Steve Lesem, President and CEO of Mezeo Software (www.mezeo.com), says:
Identify a use case before starting.
A common mistake that we see is the extraordinary focus on the technology as opposed to a focus on your cloud storage use case and the business case that surrounds the use case. The project should start with an analysis of the use case and it’s resulting impact on the business, and operate on the assumption you can source a cloud of appropriate size, scalability and costs.
Research technology solutions that are most appropriate for your use case.
When you take the use case approach, you will quickly understand that a private cloud is not just a storage infrastructure, but an ecosystem of cloud storage clients, backup and archive solutions, special purpose data movers, management and support, that, when combined with a cloud storage infrastructure gives you a complete solution. Once again, use case focus will flush this out, versus a platform technology led process.

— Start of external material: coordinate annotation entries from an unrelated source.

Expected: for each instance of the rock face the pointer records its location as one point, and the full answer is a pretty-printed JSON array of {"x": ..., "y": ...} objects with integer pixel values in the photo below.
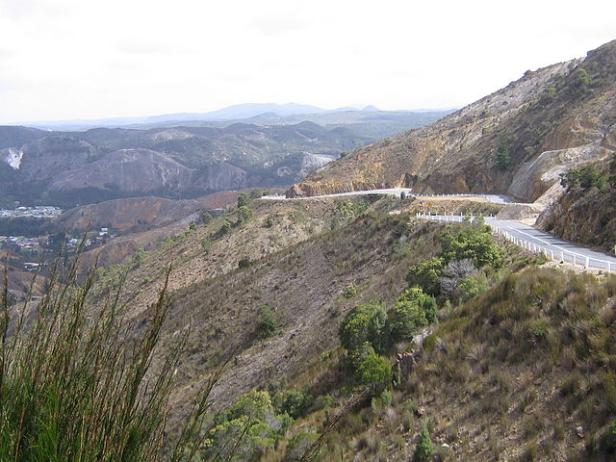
[
  {"x": 583, "y": 216},
  {"x": 545, "y": 122}
]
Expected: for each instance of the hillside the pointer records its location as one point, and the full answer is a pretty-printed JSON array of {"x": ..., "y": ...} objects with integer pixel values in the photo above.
[
  {"x": 514, "y": 141},
  {"x": 72, "y": 168}
]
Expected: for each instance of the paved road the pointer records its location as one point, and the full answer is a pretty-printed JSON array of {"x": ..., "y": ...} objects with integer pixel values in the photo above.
[
  {"x": 494, "y": 198},
  {"x": 539, "y": 241},
  {"x": 521, "y": 234}
]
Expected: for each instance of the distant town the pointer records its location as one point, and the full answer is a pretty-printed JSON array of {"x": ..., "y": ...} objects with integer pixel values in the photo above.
[{"x": 43, "y": 211}]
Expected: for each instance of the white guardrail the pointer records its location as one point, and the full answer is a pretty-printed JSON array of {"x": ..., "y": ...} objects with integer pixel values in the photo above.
[{"x": 551, "y": 251}]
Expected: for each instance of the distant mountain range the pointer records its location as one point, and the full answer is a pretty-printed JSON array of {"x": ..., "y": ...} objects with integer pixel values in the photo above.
[
  {"x": 515, "y": 141},
  {"x": 234, "y": 148},
  {"x": 259, "y": 113}
]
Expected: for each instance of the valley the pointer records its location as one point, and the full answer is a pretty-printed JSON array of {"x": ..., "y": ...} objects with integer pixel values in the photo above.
[{"x": 282, "y": 282}]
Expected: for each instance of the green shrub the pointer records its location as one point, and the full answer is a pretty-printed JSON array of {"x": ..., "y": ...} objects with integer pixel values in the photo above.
[
  {"x": 584, "y": 178},
  {"x": 349, "y": 291},
  {"x": 295, "y": 403},
  {"x": 244, "y": 214},
  {"x": 206, "y": 243},
  {"x": 473, "y": 242},
  {"x": 503, "y": 158},
  {"x": 243, "y": 262},
  {"x": 365, "y": 324},
  {"x": 243, "y": 200},
  {"x": 427, "y": 275},
  {"x": 245, "y": 430},
  {"x": 414, "y": 309},
  {"x": 206, "y": 218},
  {"x": 424, "y": 449},
  {"x": 375, "y": 371},
  {"x": 610, "y": 437},
  {"x": 73, "y": 389}
]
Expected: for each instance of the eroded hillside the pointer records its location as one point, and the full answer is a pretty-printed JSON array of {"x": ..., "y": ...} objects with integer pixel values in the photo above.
[{"x": 516, "y": 140}]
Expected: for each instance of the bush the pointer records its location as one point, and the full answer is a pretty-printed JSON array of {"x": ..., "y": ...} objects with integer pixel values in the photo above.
[
  {"x": 206, "y": 218},
  {"x": 584, "y": 178},
  {"x": 471, "y": 242},
  {"x": 365, "y": 324},
  {"x": 267, "y": 322},
  {"x": 295, "y": 403},
  {"x": 427, "y": 275},
  {"x": 243, "y": 200},
  {"x": 414, "y": 309},
  {"x": 424, "y": 449},
  {"x": 375, "y": 371},
  {"x": 243, "y": 262},
  {"x": 206, "y": 243},
  {"x": 245, "y": 430},
  {"x": 610, "y": 437},
  {"x": 73, "y": 388},
  {"x": 503, "y": 158},
  {"x": 244, "y": 214}
]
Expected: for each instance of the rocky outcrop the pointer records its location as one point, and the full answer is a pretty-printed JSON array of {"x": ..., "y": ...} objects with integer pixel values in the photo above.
[
  {"x": 583, "y": 216},
  {"x": 537, "y": 126}
]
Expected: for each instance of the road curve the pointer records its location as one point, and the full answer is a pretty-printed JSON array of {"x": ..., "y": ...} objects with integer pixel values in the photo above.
[{"x": 539, "y": 241}]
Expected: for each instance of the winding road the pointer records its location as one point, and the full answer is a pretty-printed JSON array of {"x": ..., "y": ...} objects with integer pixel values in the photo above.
[
  {"x": 539, "y": 241},
  {"x": 515, "y": 231}
]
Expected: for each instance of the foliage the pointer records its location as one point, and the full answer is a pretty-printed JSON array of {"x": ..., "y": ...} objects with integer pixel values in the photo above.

Integrate cloud storage with your overall cloud computing strategy.
A storage cloud is simply one layer of a cloud computing stack. How does this cloud fit within your cloud computing stack? Does the way in which you integrate it support the other cloud computing decisions you have made? Evaluation of the cloud storage solution and how it will interact with, support and/or be the infrastructure associated with your overall computing cloud is a critical part of your overall evaluation. You may also choose to use a service provider hosted “private cloud” to solve issues associated with your deployment, and not ever deploy the storage part of a compute cloud within your own data center.